Co do tego skad mamy linke, jedna ta 10 m z psiego sklepu kolejne juz z castoramy lub obi, karabinczyki mozna kupic i zamontowac samemu, taniej wychodzi i mozna samemu sobie odmiezyc dlugosc.
__________________
Ja & Urciowaty |
17-02-2013, 09:46 | #188 |
Junior Member
Join Date: Mar 2010
Location: Wasilków
Posts: 368
|
My mamy jedna linkę 15-sto metrową, na nasze potrzeby krótsza będzie za krótka a z dłuższa za dużo roboty. Linka jest z taśmy o szerokości 2cm, linka okrągła będzie bardziej się zaciskać na łapach czy innych częściach ciała.

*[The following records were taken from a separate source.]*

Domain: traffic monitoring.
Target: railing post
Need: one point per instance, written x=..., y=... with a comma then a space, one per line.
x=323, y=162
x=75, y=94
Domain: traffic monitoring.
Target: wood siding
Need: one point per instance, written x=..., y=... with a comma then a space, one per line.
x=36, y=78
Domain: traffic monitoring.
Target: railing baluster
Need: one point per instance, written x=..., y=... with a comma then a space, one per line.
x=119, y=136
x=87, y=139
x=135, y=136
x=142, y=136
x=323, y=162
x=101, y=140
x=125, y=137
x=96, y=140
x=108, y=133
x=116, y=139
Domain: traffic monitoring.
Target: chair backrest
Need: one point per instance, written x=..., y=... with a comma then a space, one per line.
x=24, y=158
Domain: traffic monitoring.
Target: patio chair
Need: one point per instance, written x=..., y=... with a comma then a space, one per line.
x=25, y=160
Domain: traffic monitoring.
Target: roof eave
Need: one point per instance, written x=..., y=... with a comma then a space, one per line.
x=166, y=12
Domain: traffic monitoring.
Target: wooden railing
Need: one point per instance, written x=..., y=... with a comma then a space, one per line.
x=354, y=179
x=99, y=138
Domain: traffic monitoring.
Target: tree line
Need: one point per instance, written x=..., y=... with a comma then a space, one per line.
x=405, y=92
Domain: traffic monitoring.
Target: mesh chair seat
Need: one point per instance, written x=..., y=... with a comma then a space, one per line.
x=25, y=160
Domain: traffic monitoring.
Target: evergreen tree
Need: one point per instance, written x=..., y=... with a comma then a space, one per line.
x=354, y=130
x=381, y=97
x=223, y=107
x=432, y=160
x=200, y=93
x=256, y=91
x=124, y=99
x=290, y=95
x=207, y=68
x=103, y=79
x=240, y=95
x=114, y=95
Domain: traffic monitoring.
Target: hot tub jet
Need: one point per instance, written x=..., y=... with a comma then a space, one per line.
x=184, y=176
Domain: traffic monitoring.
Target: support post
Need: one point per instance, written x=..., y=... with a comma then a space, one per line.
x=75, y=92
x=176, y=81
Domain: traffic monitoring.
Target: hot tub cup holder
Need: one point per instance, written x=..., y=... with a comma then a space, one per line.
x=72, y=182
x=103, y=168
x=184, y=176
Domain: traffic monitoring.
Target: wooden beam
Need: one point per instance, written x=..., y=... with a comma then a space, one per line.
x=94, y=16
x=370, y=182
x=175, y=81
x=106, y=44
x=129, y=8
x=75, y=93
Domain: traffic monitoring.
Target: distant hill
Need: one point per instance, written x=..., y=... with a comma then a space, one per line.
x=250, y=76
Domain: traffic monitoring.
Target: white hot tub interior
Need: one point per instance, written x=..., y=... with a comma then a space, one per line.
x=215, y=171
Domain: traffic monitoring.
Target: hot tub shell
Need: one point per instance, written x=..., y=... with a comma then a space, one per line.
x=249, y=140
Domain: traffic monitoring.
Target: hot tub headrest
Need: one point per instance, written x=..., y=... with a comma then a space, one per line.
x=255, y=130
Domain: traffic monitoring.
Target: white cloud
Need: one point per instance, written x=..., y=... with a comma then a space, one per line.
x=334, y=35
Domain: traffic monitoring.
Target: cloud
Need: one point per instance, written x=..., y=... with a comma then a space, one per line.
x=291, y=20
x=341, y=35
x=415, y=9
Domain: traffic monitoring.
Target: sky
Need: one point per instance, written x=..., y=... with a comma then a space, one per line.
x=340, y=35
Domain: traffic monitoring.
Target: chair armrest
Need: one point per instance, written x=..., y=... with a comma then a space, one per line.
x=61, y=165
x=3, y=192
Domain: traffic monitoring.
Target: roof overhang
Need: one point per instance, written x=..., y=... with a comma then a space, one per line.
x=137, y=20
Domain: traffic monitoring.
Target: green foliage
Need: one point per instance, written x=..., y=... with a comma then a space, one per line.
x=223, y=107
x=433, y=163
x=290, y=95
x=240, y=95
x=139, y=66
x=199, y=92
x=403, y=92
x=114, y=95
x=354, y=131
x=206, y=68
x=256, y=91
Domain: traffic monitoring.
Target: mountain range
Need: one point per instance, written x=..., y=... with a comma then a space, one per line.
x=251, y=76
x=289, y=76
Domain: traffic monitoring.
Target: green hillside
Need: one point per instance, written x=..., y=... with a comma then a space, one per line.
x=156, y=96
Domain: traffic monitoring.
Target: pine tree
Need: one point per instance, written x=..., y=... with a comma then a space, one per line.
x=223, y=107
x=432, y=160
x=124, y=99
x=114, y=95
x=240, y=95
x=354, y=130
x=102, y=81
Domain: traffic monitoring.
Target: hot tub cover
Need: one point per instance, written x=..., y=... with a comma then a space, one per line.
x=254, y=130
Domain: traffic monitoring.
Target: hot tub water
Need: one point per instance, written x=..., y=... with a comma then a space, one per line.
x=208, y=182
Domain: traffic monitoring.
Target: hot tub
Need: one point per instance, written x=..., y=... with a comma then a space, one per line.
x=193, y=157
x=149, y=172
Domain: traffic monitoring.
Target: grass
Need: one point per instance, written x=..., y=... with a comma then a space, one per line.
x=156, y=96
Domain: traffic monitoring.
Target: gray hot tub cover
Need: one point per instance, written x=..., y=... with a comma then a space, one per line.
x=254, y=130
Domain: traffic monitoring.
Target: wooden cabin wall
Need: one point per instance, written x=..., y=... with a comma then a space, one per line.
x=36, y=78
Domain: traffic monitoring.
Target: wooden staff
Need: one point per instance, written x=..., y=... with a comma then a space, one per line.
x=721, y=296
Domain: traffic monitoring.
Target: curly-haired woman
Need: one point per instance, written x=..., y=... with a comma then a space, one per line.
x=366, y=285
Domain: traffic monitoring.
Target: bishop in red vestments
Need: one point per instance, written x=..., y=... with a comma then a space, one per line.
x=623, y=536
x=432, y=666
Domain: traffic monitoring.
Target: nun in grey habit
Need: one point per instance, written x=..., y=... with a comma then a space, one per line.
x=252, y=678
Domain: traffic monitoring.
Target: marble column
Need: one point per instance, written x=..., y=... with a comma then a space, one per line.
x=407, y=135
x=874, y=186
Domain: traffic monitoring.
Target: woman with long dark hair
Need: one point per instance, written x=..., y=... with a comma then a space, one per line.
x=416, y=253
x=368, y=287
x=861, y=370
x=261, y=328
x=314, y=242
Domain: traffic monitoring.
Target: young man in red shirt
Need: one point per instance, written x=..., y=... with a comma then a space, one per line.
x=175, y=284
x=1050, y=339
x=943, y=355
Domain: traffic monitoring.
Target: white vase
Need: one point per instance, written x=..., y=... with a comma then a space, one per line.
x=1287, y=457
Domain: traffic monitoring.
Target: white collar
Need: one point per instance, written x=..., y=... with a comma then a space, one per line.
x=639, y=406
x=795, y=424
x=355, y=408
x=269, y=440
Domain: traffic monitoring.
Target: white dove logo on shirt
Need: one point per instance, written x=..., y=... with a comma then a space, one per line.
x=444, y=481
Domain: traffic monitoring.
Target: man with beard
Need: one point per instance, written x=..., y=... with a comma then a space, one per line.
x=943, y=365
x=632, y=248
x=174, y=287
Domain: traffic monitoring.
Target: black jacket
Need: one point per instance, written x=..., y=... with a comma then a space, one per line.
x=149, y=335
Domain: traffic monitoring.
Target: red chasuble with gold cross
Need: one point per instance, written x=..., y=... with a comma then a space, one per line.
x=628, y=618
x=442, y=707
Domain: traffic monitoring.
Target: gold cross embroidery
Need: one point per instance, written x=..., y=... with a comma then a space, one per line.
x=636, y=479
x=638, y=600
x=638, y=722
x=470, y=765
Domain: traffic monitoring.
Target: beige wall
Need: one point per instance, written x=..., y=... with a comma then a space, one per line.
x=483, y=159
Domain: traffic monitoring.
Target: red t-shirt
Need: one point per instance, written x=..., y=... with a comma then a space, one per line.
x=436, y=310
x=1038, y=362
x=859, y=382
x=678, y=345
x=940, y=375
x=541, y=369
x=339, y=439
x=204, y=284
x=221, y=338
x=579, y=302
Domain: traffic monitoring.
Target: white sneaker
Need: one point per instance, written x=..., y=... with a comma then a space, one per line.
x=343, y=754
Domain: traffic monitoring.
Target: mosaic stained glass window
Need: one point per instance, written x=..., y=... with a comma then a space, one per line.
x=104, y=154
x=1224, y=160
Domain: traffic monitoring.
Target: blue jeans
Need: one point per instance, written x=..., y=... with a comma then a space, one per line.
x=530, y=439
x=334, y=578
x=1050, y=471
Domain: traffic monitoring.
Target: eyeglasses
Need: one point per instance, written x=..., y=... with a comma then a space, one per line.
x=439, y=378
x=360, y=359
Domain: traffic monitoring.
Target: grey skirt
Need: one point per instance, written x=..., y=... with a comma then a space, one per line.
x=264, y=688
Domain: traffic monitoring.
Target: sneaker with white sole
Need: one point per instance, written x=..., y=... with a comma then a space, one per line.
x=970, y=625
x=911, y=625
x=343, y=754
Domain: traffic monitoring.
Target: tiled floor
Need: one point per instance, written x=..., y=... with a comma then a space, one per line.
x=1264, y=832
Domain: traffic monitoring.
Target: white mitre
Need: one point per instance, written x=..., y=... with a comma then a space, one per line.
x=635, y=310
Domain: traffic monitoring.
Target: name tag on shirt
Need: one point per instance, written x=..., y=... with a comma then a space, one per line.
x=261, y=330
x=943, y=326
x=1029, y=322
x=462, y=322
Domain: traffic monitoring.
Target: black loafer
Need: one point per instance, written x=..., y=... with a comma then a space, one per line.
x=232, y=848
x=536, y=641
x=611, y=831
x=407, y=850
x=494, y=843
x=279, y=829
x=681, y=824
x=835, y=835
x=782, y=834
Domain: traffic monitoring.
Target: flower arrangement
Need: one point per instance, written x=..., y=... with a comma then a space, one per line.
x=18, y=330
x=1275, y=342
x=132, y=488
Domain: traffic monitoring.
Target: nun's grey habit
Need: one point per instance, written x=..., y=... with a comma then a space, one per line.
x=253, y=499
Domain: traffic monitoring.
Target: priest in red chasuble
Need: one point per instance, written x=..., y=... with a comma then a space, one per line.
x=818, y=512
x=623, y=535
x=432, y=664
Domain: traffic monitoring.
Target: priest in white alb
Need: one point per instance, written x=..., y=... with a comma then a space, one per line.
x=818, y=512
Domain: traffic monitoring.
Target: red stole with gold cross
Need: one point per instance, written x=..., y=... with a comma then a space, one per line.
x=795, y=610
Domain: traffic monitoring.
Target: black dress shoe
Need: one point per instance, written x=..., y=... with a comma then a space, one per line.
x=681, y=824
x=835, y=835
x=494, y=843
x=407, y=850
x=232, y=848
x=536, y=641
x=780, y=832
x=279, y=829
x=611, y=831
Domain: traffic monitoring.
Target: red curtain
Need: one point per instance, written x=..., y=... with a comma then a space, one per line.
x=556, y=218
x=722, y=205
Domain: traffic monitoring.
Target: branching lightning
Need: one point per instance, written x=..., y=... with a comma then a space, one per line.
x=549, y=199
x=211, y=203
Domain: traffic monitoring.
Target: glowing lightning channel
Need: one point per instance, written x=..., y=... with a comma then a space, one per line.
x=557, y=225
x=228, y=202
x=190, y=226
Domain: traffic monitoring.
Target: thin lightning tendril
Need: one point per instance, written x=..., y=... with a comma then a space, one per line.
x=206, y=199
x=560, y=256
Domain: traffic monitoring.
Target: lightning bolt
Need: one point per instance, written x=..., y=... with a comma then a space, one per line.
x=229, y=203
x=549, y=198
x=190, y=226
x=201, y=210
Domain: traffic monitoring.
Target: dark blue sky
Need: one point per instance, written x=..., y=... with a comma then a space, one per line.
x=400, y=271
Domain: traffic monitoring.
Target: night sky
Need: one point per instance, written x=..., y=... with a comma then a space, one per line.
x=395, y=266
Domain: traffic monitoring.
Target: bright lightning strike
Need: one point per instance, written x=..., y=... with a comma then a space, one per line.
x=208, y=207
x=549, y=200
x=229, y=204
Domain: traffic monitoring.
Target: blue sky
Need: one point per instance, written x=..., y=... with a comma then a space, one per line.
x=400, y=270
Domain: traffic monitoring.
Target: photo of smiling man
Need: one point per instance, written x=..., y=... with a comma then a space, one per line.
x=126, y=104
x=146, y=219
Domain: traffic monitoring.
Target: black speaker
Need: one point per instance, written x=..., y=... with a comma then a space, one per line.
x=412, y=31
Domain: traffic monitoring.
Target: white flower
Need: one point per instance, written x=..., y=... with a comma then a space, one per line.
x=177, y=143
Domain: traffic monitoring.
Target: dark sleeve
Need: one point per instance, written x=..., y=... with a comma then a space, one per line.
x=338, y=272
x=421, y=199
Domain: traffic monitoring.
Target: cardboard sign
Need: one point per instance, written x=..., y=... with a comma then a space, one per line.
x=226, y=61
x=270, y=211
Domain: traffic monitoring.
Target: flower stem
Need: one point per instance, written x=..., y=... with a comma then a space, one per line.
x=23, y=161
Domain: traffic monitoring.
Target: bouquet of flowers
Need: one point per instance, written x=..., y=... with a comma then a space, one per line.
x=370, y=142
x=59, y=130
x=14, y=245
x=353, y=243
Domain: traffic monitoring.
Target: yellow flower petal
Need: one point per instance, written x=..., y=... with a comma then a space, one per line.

Gdy idę sama z psem na spacer to czasem linkę podepnę do obroży, ale jeśli z innym psem to ze względu na większe bezpieczeństwo zawsze do szelek, dwa bawiące się psy są bardziej szalone, szybciej biegają i w sytuacji gdy linka się gdzieś zaklinuje to szarpniecie jest mniej odczuwalne w szelkach niż w obroży. Linke zamówiłam na allegro, miała zwykła karabińczyk taki jak do smyczy i dość szybko pękł a że pętelka została to zamocowałam tam mocniejszy karabińczyk i do tej pory dobrzy mi służy. Linke trzymam w reku i na metr przed końcem mam zawiązany duży supeł - łatwiej złapać i gdy rozwijam linkę mam informacje że już się kończy.
__________________
http://kilkaprzygodwilka.blogspot.com/ |
17-02-2013, 10:24 | #189 |
Wilkokłak
Join Date: Aug 2008
Location: Katowice
Posts: 2,220
|
Warto też zwrócić uwagę na to, żeby linka wykonana była z czegoś, co nie nasiąka wodą i nie jest rozciągliwe (rozciągliwa uniemożliwia zastopowanie psa w miejscu). Mamy w domu taką kupioną na początku - okrągłą - której praktycznie nie da się używać, bo gdy jest mokro, staje się bardzo ciężka. Te z taśmy są zwykle nienasiąkliwe. Są też sztywniejsze i dlatego trudniej im się zaplątać.
|
17-02-2013, 10:31 | #190 |
Junior Member
Join Date: Jul 2012
Location: Okolice Poznania
Posts: 173
|
Dzięki dziewczyny za poświecenie swojego cennego niedzielnego czasu na odpisanie nam!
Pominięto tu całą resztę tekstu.